Librarians from 147 countries descended on Columbus, Ohio, last week (Aug. 13–19, 2016) for the International Federation of Library Associations (IFLA) World Library and Information Congress, and I was fortunate enough to be there. IFLA, founded in 1927, is dedicated to helping libraries around the world achieve great things for our local and global communities. Every year there is a World Library and Information Congress in a different country. Last year it was in Cape Town, South Africa, next year it is in Wrocław, Poland, and in 2018 it will be in Kuala Lumpur, Malaysia!

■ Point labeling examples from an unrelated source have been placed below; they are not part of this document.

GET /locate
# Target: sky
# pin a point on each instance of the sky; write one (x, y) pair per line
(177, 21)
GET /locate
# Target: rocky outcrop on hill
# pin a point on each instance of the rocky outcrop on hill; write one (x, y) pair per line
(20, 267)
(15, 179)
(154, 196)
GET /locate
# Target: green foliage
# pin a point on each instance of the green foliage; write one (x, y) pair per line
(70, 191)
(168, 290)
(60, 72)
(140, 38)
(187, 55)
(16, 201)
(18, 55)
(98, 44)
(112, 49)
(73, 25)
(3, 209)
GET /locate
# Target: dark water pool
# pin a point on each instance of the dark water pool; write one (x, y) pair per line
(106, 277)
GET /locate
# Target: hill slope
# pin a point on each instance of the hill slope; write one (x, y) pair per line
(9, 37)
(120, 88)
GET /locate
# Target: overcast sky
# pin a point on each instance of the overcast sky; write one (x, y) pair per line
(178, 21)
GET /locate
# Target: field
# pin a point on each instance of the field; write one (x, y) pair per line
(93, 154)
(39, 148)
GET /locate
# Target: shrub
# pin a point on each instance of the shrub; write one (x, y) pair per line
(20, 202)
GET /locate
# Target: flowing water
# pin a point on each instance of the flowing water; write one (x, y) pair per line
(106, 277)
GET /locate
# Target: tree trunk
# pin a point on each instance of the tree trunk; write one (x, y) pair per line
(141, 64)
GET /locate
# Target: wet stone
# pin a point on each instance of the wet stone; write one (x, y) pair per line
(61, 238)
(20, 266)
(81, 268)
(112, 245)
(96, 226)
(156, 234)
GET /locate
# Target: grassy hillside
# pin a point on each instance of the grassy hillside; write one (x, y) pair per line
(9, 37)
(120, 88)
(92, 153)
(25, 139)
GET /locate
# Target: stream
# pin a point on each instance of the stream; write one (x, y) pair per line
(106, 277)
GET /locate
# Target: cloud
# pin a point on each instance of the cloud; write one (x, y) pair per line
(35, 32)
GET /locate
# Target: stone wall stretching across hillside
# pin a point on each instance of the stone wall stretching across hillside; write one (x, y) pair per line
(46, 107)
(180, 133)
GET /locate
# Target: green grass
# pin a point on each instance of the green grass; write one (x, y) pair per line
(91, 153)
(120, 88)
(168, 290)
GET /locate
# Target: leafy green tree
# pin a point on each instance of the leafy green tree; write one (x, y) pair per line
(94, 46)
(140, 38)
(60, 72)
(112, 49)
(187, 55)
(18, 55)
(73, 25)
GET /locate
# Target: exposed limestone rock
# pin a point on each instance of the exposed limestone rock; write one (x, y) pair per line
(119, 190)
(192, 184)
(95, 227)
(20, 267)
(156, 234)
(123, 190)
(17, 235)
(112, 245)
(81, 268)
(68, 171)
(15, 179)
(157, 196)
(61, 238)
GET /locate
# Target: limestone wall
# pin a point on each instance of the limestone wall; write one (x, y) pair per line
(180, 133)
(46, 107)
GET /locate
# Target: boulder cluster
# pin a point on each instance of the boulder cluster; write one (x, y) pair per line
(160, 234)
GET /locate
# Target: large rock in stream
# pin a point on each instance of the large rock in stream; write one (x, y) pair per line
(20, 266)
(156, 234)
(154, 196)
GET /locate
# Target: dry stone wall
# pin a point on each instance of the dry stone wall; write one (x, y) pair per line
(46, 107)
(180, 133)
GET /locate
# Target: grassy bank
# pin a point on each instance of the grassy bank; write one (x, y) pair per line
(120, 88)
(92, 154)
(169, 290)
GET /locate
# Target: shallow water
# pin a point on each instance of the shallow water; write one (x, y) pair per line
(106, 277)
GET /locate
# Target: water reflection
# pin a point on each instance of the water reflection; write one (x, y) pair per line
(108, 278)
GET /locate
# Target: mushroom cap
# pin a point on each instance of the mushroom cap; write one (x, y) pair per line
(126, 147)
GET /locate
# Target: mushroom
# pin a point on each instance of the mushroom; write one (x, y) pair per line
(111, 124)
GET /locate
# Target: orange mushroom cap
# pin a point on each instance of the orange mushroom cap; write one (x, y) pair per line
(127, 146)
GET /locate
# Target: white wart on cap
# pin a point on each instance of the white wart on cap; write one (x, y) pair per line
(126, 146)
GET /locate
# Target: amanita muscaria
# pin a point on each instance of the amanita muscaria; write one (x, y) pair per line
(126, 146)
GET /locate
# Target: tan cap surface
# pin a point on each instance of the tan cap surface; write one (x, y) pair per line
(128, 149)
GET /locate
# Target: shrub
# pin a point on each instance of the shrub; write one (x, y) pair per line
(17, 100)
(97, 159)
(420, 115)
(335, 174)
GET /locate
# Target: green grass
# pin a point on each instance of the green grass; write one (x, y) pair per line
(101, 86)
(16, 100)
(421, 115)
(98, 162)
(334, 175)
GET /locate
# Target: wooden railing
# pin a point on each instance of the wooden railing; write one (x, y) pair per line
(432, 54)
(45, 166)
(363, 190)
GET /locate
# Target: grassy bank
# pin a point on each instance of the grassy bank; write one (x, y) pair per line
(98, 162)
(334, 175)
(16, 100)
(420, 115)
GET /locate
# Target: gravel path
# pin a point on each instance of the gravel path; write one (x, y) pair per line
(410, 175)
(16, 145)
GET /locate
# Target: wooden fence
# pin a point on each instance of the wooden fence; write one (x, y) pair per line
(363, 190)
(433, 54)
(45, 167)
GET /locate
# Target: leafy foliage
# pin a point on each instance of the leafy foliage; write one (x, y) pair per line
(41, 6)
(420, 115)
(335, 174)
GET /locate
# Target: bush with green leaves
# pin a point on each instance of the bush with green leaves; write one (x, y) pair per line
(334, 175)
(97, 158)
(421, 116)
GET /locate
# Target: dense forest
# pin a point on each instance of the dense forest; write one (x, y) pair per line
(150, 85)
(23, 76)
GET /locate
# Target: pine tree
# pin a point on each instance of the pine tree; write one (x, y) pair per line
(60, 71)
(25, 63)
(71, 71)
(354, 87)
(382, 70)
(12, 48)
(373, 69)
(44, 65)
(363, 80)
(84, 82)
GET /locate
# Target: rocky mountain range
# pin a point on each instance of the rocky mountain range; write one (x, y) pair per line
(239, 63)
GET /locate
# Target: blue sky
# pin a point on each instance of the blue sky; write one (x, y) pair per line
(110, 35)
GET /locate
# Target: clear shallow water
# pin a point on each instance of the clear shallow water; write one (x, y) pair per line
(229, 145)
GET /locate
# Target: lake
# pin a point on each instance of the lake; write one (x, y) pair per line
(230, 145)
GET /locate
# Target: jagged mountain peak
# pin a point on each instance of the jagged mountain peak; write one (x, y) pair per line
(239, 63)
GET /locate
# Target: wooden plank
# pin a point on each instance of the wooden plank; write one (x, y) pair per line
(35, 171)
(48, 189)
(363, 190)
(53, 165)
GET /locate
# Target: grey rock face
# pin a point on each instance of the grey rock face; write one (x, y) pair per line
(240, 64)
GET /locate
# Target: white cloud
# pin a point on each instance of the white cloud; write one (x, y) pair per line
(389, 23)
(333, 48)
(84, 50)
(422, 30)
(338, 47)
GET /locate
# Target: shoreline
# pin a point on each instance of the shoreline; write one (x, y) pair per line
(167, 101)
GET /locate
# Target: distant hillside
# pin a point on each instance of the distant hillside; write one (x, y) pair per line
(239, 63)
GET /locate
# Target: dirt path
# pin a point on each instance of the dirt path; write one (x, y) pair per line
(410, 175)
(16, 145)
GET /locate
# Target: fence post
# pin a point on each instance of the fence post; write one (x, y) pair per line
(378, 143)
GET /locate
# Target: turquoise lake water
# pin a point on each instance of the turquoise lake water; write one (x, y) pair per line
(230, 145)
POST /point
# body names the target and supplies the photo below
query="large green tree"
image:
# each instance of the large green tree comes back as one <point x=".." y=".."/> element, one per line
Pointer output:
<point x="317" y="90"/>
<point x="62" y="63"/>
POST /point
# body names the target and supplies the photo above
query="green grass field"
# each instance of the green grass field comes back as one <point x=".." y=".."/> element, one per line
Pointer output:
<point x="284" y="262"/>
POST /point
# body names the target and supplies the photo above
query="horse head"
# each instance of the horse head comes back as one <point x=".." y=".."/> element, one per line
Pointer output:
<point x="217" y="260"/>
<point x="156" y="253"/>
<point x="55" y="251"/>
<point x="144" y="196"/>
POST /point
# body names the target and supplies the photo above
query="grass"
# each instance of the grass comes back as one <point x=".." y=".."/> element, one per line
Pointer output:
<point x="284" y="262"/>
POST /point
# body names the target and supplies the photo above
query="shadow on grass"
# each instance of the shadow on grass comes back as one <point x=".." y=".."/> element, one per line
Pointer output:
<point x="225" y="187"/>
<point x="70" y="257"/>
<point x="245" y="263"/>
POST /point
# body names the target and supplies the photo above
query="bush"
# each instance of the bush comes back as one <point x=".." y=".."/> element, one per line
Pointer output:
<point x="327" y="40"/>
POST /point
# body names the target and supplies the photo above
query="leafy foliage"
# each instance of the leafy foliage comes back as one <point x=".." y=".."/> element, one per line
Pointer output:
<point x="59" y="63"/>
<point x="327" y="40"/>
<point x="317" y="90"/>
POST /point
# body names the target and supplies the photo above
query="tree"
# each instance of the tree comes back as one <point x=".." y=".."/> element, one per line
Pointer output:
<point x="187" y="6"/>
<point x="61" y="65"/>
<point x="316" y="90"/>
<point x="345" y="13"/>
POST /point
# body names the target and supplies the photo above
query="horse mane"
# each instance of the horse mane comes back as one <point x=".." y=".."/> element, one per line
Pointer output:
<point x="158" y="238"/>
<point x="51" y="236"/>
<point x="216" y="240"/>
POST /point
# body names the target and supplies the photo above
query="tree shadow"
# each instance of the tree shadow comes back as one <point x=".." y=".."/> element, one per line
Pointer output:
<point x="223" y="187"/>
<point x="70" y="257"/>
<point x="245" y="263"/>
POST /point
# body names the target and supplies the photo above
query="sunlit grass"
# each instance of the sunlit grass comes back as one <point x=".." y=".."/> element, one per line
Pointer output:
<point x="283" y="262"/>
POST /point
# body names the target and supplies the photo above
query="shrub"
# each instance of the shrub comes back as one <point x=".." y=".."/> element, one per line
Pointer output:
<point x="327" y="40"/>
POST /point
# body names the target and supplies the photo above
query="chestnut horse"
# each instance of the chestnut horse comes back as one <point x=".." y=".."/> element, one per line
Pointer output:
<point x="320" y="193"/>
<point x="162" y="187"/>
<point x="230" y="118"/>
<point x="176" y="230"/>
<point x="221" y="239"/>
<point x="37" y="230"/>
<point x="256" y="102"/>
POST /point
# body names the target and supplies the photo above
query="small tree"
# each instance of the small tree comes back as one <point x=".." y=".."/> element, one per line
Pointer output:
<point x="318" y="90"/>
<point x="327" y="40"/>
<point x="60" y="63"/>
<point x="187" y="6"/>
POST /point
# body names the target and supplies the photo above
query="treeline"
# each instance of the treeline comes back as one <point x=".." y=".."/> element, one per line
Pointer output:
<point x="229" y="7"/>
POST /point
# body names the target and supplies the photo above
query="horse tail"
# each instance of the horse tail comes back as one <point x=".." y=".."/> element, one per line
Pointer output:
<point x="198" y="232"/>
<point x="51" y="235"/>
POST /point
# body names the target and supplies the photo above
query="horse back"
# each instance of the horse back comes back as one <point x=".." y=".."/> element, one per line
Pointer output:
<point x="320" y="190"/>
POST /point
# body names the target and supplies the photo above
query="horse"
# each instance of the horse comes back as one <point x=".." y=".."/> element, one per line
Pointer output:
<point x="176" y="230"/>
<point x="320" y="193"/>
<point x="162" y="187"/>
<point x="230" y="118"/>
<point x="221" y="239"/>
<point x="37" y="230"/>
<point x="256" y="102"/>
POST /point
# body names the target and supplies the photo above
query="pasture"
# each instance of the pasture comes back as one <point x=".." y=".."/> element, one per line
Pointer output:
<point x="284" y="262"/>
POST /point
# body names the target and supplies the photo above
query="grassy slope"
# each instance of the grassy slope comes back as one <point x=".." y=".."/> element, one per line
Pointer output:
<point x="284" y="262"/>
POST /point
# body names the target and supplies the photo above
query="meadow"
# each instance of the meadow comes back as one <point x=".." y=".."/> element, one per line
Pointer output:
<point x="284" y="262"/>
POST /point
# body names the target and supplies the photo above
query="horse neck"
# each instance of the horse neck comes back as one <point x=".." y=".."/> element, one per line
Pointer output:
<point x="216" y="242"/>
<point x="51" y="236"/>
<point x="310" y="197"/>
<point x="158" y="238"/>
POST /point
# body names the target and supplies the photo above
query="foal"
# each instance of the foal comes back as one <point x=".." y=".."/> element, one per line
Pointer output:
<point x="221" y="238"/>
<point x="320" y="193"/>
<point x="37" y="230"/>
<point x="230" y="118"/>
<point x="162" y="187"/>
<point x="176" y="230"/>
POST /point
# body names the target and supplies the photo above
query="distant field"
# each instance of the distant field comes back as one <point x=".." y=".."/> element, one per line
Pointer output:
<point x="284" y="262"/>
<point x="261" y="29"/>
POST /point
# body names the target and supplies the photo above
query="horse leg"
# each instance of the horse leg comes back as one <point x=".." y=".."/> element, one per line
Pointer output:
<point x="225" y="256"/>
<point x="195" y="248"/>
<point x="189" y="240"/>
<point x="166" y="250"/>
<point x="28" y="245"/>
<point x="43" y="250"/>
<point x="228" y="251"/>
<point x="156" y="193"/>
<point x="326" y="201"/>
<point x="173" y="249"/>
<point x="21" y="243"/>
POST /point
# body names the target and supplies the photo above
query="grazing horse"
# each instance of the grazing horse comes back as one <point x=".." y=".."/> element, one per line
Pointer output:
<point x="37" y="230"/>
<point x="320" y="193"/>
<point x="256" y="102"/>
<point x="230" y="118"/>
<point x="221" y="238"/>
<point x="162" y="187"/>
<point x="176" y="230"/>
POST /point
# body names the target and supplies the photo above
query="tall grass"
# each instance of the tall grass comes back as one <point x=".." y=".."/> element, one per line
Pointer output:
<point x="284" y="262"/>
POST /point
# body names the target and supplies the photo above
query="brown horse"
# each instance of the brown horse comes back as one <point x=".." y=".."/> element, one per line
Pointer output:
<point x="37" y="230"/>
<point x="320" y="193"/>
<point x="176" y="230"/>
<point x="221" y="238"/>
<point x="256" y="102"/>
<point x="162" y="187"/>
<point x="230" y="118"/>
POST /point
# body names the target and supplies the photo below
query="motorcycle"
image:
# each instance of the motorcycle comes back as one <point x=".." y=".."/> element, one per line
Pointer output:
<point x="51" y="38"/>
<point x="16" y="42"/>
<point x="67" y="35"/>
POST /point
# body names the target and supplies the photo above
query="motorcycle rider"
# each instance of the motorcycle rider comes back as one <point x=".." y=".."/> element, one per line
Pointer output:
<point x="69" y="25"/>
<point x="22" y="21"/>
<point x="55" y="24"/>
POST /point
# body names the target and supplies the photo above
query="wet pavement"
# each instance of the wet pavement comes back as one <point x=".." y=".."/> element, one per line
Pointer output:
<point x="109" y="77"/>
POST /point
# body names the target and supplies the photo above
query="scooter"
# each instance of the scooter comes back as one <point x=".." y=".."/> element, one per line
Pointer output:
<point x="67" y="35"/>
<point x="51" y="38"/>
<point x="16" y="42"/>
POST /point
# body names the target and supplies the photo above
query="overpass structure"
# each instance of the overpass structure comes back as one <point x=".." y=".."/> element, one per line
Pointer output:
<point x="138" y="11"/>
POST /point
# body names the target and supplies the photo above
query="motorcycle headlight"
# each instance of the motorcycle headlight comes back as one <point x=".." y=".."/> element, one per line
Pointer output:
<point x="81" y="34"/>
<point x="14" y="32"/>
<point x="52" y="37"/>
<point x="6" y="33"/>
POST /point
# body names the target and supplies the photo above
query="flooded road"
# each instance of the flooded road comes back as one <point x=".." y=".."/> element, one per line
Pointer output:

One session that I really enjoyed was “Preparing Library Services 3.0 for Children and Young Adults.” This session included five presentations relating to the title. One duo, Marina Alexiusson from Sweden and Robin Gibsen from Ohio, talked about their Sister Library program, in which they exchanged programs and ideas for over the course of five years, leading to growth and improvements at both libraries. Sister Libraries are open for everyone to participate in, not only IFLA members. I hope to set up a Sister Library program for Pikes Peak Library District.
With librarians from 147 countries, language can be a barrier to many people getting an in-depth understanding of the event. Though the business language of IFLA is English, some of the sessions offered simultaneous translation in Arabic, Chinese, French, German, Russian, and Spanish. This type of inclusion provides for greater understanding and opens up more opportunities for collaboration for librarians.
The week was an amazing and engaging experience. I met so many people from all over the world who are doing innovative and exciting programs and initiatives. As so many IFLA members said, I’ve been “bitten by the IFLA bug” and want to attend again!